Tra le tante cose che avresti potuto scegliere di fare finito di giocare, perché hai scelto proprio questa? “Ci sono tanti motivi. Questo tipo di vita mi ha sempre attratto ma non ho mai avuto modo di poterla fare. Penso che per scegliere la terra ci voglia coraggio, almeno quanto me ne è servito per decidere di smettere di giocare. A quel punto, a 37 anni, mi sono trovato con il problema di reinventarmi una vita lavorativa. Io credo che lavoro richiama lavoro, ci vuole tempo e pazienza ma ho fatto questa scelta perché la natura mi da libertà. Sono cresciuto stando sempre all’ aperto, sono un po’ ‘selvaggio’ e questo è un modo per continuare a vivere all’ aria aperta percio’ sono contentissimo della situazione che mi sono creato e di poterla condividere con questi animali meravigliosi. Certo ci vuole costanza, determinazione, ma è una vita che insegna molto. Devi dare alla terra qualcosa ogni giorno, se poi vuoi dalla terra qualcosa in cambio.”

Hai scelto di allevare asine ragusane, perché? “Perché sono animali straordinari, hanno servito per secoli l’ uomo, le famiglie, gli eserciti, ora sono dimenticati e in difficoltà e ho pensato che, dedicandomi a loro, posso raggiungere due obbiettivi: dare una mano a loro, che sono in via di estinzione, e renderli utili per chi ha bisogno.”

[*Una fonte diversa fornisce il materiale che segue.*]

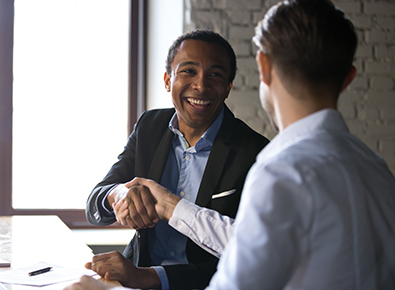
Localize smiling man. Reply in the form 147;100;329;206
86;30;268;289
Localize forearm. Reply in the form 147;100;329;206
169;199;234;257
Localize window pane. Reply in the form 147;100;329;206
13;0;130;209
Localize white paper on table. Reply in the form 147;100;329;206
0;262;96;286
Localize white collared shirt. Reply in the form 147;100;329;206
170;109;395;290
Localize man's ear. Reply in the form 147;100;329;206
163;72;171;92
340;66;357;93
255;50;272;85
228;83;233;96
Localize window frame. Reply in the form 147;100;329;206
0;0;147;229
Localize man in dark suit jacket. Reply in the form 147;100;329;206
86;31;268;289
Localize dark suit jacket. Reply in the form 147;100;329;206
86;106;269;289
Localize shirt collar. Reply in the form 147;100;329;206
169;106;224;151
259;109;349;158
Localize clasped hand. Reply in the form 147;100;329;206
110;178;180;230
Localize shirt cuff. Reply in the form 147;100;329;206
169;198;200;225
152;266;169;290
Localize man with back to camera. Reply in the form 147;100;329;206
86;30;268;289
68;0;395;290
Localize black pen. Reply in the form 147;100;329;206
29;267;52;276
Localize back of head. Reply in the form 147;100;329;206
254;0;357;95
166;29;237;83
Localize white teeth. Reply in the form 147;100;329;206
188;98;211;105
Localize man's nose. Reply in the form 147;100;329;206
193;74;211;93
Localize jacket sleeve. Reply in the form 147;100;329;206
85;119;137;226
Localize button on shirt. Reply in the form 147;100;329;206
148;108;224;290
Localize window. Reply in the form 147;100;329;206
0;0;145;228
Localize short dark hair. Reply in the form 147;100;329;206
166;29;237;83
253;0;358;94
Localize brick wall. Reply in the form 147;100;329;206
184;0;395;174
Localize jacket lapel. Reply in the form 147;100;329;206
196;105;234;206
147;128;174;183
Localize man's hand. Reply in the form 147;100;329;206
125;177;181;221
63;276;114;290
86;252;161;290
108;183;159;229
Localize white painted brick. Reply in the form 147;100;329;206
191;11;226;37
338;106;356;120
232;41;251;57
376;16;395;30
367;122;395;138
380;138;395;157
185;0;395;173
374;44;395;58
353;59;365;73
346;120;365;136
334;1;362;14
230;10;251;25
233;73;244;89
357;104;380;121
363;1;395;15
237;57;258;71
365;61;395;75
229;25;254;40
365;29;395;43
252;10;266;25
228;0;262;10
350;15;372;29
338;90;364;106
366;91;395;106
245;70;259;90
355;45;373;58
188;0;211;9
350;76;368;89
370;76;395;90
380;106;395;120
212;0;228;9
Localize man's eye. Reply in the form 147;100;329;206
211;72;222;77
181;69;195;74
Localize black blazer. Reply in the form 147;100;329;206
86;106;269;289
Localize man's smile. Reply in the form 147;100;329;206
186;98;212;107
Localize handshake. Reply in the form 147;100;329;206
107;178;181;230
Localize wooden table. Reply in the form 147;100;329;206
0;216;119;290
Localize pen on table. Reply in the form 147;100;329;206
29;267;52;276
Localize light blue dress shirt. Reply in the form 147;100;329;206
148;107;224;290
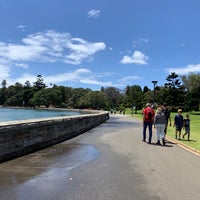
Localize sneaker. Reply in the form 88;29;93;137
156;140;160;145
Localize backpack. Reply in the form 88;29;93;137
145;108;153;121
163;108;170;119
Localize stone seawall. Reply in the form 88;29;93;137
0;111;109;162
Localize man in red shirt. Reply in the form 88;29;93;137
143;103;155;144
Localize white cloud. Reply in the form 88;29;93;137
0;64;10;80
165;64;200;75
16;25;27;31
133;38;149;48
121;51;148;65
0;30;106;65
88;9;100;18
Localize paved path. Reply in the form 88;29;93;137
0;116;200;200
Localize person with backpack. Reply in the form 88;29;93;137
162;103;172;137
173;109;183;140
143;103;155;144
154;107;166;145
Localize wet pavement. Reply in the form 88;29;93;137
0;143;99;200
0;116;200;200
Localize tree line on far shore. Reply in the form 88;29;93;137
0;72;200;111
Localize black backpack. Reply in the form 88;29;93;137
163;108;170;119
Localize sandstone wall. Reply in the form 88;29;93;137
0;111;109;162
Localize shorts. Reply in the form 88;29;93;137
176;126;183;131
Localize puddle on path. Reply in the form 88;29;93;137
0;143;99;185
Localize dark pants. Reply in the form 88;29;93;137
143;122;153;143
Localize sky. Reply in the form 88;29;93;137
0;0;200;90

Utili a cosa? “Farò produrre loro del latte che ha molte proprietà positive, ma soprattutto le usero ‘ per l’ ‘onoterapia’, una forma di ‘pet therapy’ per aiutare chi, in particolare bambini disabili ma non solo, ha difficoltà nella socializzazione e altri problemi. Gli asini sono gli animali ideali per questo tipo di cure. Al contrario di quello che si dice, sono estremamente intelligenti e sono piu’ mansueti dei cavalli, hanno meno istinto di competizione, io li sto abituando al contatto umano e loro rispondono benissimo, e imparano tanto, riescono a mantenere la memoria di quello che gli si insegna. Le persone che vengono in contatto con loro possono sperimentare una nuova forma di comunicazione che va oltre il verbale, imparare a prendere coscienza delle proprie sensazioni.”

E insieme all’ onoterapia, che altro ci sarà nella ‘Terra dei bambini’? “Una fattoria didattica, dove possano venire bimbi di tutte le età, anche con le scuole, a imparare che cosa si fa in una fattoria, come coltivare i prodotti della terra, come rapportarsi con gli animali. La fattoria sarà costruita in blocchetti di paglia, tutto superecologico, è questa la strada del futuro, e le nuove generazioni devono impararlo presto.”

In quanti lavorate a ‘Terra dei bambini’? “Per ora siamo in due, e il lavoro è tantissimo.”

Com’é la tua giornata?“Sveglia presto, cura dell’ orto, poi mi occupo degli animali, tutto quello (tanto) che c’è da fare durante la giornata.”